L’italie en première ligne
Une xénophobie et un refus de l’autre qui se sont violemment matérialisés le weekend du 9 et 10 juin quand Salvini a décidé de refuser l’accès à ses ports à l’Aquarius qui transportait alors 629 exilés sauvés des eaux de la Méditerranée. L’Italie est soumise depuis l’intensification des migrations entre la bande subsaharienne et l’Europe à un nombre d’arrivées de plus en plus important sur son territoire.
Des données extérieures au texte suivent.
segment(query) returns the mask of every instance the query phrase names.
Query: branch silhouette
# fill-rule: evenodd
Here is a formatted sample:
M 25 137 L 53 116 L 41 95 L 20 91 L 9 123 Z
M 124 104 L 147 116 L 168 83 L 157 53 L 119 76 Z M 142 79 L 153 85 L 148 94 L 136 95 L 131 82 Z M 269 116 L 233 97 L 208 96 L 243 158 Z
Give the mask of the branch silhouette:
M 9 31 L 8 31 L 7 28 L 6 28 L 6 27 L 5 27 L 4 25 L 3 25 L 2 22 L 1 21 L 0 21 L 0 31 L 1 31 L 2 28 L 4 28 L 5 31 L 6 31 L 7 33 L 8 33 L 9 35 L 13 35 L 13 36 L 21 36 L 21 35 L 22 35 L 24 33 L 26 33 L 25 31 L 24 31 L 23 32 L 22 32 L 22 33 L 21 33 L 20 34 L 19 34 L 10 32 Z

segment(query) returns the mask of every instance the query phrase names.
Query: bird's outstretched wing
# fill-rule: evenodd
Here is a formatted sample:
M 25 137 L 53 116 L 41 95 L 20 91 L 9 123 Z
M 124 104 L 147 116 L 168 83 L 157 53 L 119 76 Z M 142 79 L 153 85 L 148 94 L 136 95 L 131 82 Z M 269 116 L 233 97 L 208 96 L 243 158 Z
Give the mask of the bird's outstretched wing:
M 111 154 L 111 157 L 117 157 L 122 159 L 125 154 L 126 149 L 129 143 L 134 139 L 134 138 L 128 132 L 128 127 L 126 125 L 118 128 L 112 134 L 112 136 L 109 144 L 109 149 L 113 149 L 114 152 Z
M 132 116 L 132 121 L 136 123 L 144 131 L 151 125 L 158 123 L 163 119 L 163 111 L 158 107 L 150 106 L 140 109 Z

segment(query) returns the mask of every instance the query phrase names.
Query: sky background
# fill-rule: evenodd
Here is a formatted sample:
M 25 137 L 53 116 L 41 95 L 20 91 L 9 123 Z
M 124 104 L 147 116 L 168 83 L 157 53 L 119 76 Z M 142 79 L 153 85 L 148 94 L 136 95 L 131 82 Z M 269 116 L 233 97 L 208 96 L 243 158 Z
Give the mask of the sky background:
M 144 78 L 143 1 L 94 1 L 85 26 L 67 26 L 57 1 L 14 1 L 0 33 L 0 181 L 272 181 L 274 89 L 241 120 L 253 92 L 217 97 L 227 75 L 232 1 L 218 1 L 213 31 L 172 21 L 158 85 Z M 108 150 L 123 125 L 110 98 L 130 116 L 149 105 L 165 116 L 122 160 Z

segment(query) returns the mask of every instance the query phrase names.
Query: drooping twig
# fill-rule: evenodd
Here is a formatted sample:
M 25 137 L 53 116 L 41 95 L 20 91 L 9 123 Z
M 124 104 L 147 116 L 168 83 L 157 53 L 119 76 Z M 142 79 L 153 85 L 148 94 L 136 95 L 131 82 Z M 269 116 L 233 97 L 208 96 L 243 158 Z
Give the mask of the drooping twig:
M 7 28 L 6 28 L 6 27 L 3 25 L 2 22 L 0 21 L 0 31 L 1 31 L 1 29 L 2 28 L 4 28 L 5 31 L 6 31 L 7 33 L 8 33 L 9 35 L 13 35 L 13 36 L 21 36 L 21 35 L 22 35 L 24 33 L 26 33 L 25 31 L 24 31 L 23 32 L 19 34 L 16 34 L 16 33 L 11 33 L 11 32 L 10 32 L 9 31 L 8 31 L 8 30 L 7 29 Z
En 2016, sur 352.000 exilés arrivés en Europe 181.000 sont arrivés en Italie soit 51%. Cette situation est le résultat de plusieurs facteurs liés. Premièrement le renforcement des contrôles à la frontière de la Ceuta entre l’Espagne et le Maroc rendant cette voie d’accès à l’Europe de plus en plus difficile. Deuxièmement la chute du régime de Kadhafi qui par le biais d’accord avec l’Union Européenne contrôlait une grande partie des flux de migrants voulant passer par la Libye. Sa chute a entrainé une balkanisation du pays et a permis le développement de nombreuses milices dont la principale source de financement est maintenant le trafic d’êtres humains.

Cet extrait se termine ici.